The helpful personnel at several institutions expedited our research missions, and the staffs at the following are hereby thanked: National Archives and Records Center, Washington, D.C.; New Mexico State Records Center and Archives, Santa Fe; Palace of the Governors Library, Santa Fe; New Mexico State Library, Santa Fe; Zimmerman Library, University of New Mexico, Albuquerque; Western History Collection, Denver Public Library, Denver; Colorado Historical Society, Denver, Kansas State Historical Society, Topeka; Santa Fe Trail Center, Larned, Kansas; Missouri Historical Society, St. Louis; University of Texas Library, Austin; and Maryland State Archives, Annapolis.
A number of individuals have provided inspiration, information, suggestions, and encouragement. Special thanks are extended to the following: Darlis Miller, Cheryl Foote, Edward M. Coffman, Melody Webb, Robert M. Utley, William Y. Chalfant, Marc Simmons, Michael Olsen, Dave Webb, George Elmore, and Timothy A. Zwink. Gwladys Bowen, daughter of the first child born at Fort Union, granted permission to utilize the letters written by her grandparents, Isaac and Katie Bowen, and provided their photograph.
Neil Mangum, Southwest Regional Historian, National Park Service, was the immediate supervisor of this project. He kindly permitted the work to proceed without interference and granted contract extensions as more and more material was accumulated about Fort Union. Parkinson's Law, formulated by the late British economist C. Northcote Parkinson (who, incidentally, died while this volume was being written), declared that work expands to fill the time available for its completion. The present study has violated that profound law and expanded far beyond the time allotted. Neil Mangum's patience and encouragement are notably appreciated. National Park Service Chief Historian Ed Bearrs has read and approved the manuscript and offered cogent suggestions.
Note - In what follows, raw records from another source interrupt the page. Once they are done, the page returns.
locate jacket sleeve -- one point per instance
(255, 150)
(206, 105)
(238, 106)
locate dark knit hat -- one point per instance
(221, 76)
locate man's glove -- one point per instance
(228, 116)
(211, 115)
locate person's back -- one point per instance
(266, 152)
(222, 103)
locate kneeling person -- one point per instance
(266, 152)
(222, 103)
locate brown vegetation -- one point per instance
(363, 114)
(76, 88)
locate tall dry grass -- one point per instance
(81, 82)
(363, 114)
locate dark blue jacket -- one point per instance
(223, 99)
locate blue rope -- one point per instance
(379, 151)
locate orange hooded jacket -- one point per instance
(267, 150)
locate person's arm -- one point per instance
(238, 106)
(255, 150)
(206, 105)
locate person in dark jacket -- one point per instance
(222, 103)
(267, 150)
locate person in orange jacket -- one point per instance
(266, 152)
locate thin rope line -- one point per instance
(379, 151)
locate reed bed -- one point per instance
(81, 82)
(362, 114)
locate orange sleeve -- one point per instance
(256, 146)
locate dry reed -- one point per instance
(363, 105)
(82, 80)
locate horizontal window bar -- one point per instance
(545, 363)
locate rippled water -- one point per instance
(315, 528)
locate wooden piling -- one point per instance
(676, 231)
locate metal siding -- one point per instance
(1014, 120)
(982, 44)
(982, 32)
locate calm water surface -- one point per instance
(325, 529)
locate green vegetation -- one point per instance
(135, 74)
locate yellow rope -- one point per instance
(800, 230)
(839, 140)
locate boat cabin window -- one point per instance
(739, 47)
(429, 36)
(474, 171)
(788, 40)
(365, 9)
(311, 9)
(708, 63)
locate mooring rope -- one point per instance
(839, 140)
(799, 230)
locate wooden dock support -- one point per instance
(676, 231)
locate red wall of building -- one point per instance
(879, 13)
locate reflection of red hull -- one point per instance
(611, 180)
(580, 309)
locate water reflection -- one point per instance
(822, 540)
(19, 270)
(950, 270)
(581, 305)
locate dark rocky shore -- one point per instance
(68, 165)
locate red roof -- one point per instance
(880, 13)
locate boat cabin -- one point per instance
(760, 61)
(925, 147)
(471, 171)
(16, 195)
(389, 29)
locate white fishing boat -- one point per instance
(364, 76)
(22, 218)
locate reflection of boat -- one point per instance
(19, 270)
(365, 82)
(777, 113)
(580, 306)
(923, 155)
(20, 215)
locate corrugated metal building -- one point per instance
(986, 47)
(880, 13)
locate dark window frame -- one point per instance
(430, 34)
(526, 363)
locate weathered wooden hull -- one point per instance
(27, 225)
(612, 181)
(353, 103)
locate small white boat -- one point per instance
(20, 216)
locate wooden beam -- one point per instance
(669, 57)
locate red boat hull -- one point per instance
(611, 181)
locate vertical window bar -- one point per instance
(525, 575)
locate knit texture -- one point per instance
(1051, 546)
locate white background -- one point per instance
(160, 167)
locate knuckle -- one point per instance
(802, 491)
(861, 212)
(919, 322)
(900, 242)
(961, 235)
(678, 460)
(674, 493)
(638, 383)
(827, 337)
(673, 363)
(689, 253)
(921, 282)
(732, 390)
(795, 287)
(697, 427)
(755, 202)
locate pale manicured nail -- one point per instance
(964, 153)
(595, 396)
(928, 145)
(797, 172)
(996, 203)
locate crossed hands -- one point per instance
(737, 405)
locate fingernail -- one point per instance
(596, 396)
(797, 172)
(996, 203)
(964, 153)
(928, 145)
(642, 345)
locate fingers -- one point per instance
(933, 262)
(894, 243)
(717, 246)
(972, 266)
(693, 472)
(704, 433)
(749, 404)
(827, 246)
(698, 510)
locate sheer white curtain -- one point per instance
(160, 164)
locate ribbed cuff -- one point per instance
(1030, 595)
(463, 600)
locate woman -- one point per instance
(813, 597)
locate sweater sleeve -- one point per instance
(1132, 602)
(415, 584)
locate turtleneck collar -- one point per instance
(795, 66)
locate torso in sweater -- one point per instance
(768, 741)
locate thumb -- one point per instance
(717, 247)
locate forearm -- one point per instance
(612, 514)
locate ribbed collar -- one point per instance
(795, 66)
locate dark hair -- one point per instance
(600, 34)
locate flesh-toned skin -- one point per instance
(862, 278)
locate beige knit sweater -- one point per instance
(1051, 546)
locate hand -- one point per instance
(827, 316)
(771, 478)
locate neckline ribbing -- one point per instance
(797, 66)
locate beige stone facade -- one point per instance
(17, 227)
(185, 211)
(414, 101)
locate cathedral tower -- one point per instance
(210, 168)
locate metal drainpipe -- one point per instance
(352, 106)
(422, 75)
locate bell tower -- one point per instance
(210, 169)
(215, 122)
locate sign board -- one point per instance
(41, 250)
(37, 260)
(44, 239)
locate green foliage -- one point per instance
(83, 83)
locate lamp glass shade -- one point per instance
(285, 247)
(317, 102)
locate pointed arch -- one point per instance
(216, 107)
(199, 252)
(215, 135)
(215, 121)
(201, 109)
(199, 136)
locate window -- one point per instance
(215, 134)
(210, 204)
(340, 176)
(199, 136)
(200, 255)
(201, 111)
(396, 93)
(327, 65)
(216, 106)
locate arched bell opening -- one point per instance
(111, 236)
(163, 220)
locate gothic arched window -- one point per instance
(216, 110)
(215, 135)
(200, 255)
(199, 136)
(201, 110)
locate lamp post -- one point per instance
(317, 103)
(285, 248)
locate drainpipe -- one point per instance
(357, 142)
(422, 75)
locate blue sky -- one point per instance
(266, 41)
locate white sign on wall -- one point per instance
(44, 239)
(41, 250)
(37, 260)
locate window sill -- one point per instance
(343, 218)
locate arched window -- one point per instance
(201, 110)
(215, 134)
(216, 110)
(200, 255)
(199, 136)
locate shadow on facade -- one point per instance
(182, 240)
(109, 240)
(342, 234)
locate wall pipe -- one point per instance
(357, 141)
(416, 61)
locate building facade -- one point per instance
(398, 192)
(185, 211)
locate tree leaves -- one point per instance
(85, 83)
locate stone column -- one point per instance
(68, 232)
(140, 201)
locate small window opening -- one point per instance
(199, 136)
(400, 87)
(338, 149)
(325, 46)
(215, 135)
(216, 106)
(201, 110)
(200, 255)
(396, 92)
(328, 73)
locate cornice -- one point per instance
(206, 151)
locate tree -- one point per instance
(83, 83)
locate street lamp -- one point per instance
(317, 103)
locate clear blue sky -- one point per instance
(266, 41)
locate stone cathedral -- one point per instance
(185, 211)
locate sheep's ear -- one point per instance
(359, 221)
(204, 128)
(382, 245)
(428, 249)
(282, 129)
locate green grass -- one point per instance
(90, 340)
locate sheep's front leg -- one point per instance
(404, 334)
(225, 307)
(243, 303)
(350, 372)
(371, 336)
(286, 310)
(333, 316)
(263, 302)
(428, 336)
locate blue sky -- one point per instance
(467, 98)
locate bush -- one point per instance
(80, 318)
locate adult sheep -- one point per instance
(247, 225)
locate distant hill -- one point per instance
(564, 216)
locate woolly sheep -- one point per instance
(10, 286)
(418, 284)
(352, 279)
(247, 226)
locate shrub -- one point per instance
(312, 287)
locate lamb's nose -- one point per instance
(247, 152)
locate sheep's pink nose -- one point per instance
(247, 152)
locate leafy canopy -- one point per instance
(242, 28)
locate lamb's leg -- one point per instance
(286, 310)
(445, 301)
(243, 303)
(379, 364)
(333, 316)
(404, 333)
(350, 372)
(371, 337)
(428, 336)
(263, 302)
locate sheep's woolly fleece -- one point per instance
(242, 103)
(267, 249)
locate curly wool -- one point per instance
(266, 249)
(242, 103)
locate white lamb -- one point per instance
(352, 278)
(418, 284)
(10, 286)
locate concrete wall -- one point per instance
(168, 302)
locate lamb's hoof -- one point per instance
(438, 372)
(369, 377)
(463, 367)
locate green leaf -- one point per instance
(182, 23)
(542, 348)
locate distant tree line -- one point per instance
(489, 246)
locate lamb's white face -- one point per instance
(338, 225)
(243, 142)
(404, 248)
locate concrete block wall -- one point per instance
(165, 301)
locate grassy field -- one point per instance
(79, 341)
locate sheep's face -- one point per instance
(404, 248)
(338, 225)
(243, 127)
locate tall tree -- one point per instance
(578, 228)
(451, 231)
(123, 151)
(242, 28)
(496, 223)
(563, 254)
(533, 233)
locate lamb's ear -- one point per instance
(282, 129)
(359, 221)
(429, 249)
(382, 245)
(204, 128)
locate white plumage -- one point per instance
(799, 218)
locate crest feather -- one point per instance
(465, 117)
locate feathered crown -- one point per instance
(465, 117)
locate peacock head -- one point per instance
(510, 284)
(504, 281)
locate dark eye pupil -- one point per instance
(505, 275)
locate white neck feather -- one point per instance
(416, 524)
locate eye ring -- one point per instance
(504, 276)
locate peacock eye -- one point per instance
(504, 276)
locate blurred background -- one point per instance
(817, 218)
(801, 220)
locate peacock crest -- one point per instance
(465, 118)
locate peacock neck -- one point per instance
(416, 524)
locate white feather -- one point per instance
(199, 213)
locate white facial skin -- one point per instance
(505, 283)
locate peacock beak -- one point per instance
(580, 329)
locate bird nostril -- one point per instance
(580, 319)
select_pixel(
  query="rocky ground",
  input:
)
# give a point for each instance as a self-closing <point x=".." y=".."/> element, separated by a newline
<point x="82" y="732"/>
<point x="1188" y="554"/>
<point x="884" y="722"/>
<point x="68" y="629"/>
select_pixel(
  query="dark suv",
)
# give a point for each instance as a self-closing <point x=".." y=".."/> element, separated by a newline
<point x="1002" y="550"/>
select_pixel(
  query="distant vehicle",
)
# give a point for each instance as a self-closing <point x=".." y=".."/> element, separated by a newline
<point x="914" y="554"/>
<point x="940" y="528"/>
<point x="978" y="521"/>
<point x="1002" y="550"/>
As the final draft of this manuscript was in preparation, a new and outstanding collection of letters written from Fort Union during the early 1870s by William Edward (Eddie) Matthews, Company L, Eighth Cavalry, was brought to light. Typescript copies of those letters were graciously donated to Fort Union National Monument Archives by a descendant, Sharon Wood, who granted permission to use the material in this study. This required yet another extension of the contract and benefited this endeavor. Matthews spent most of his five-year enlistment at Fort Union and wrote about virtually everything. His observations have greatly enriched this study.
Finally, I am indebted to everyone who has written about Fort Union, from participants in events there to modern historians. Regardless of the quality of the research and writing, and some have been good and others simply awful, I have learned from those who preceded me. Despite the assistance provided by all those noted above, and diligent efforts to tell only the truth, the responsibility for any errors of fact or inaccuracies of interpretation that may remain in this study rests only with me. Everyone who corrects those mistakes and contributes further to the understanding of the history of Fort Union in future writings also deserves my thanks. I stand ready to reenlist in the search if needed.